Emerson emphasized that your angle of vision creates your world.Emerson emphasized that your angle of vision creates your world, an insight he shared with the ancient Stoics, and that genuine freedom rests in the power to choose how we wish to respond to life’s conditions. Knowing that perspective shapes reality, we’re better able to interrupt our knee-jerk reactions and respond to challenges more skillfully, constructively, mindfully. Except in rare cases of affliction—under physical torture or sickness, for example—a person always has the power to choose her responses and decide when, how, and by whom (or what) she allows herself to be hurt.
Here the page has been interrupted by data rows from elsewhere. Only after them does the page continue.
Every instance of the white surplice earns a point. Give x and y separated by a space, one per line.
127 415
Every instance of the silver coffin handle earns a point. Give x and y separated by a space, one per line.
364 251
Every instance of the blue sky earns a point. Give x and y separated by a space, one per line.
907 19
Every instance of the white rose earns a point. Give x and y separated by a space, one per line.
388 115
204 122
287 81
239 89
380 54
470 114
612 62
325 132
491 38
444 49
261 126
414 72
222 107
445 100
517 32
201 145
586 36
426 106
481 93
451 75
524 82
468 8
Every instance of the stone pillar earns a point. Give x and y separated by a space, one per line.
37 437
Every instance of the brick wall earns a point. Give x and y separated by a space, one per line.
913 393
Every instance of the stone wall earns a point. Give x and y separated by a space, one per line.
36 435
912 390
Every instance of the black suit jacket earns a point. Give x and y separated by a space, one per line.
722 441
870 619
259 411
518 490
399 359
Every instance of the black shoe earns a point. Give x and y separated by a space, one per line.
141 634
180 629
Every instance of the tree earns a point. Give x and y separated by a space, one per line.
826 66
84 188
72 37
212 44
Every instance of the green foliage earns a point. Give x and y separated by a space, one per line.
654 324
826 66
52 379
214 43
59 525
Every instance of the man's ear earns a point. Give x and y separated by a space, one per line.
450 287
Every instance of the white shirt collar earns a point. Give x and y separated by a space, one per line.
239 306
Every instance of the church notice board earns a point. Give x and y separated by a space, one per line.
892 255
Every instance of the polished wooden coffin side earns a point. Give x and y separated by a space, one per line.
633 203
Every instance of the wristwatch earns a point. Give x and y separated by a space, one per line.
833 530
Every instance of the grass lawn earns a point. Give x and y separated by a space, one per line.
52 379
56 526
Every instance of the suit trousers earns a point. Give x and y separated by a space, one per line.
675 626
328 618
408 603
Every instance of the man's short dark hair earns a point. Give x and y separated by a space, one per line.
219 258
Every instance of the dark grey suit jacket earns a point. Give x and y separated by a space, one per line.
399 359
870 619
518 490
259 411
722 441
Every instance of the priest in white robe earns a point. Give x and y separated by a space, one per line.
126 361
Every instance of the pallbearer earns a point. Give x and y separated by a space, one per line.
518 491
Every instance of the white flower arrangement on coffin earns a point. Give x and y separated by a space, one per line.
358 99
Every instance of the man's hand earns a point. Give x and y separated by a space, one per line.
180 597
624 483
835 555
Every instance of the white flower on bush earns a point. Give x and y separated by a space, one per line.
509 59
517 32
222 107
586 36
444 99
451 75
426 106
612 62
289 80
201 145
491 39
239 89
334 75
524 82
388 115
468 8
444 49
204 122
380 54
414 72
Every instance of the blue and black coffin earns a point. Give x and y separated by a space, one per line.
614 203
It was glaringly obvious that the majority of my problems were self-created and arose from how I was choosing to look at situations, not from the circumstances themselves. I learned from Emerson that it is the tendency to cling to false beliefs, and confuse our narratives for reality, that gives rise to most of our suffering. Self-hating, dishonest, twisted stories diminish our lives and prevent us from knowing who we are.
A firm grasp on your compass is necessary to reach the desired shore.
My own lifeboat capsized again two years after I arrived in New York. I received a fatal diagnosis that promised me no more than five years to live. With mortality in my face, all bets were off: I quit my vapid magazine job, sold my belongings, gave up the lease on my apartment, said goodbye to my friends, and traveled with a friend to India in hopes of finding a spiritual path that would help me survive my mortal terror. I hopped around from monasteries to ashrams to healing workshops, overwhelmed with questions, seeking spiritual strength, clawing my way through an encroaching darkness.
My shredded copy of The Portable Emerson was always with me. If I was having a particularly gruesome day, a well-spent hour with Emerson could pull me off the ledge, remind me of possibility, settle my nerves, shift my perspective, and loosen the noose of self-pity I struggled to keep from around my neck. By the mid-1990s, strangely enough, I was still around and reasonably healthy, and when treatments for my condition finally appeared, I was given a second lease on life, surreal and surprising in the extreme. Awe is the only word that fits.
This torn-in-half feeling of tenuous survival is akin to how many are feeling today. As the world has become more unhinged, a collective sense of outrage and disbelief has settled over citizens in countries around the world, a kind of post-traumatic shock, paranoia, exhaustion, mistrust, and dread of the next heart-stopping news. Fortunately, alongside this collective trauma is a growing interest in our own potential, an urgent pull toward awakening, a fierce determination to learn from calamity, question our values, reshape our choices, optimize our potential, and cherish our lives, knowing how quickly they can be threatened or taken from us completely.
The pandemic has bequeathed us (along with some terrible things) a sudden planetary awareness of our shared impermanence and fragility. This global collision with mortality has given rise to a proportionate upsurge of public interest in self-examination, authenticity, identity, purpose, and what it means to be a fully human being. Not since the consciousness revolution of the 1960s have we witnessed such a nations-wide display of soul-searching and spiritual hunger as we see now.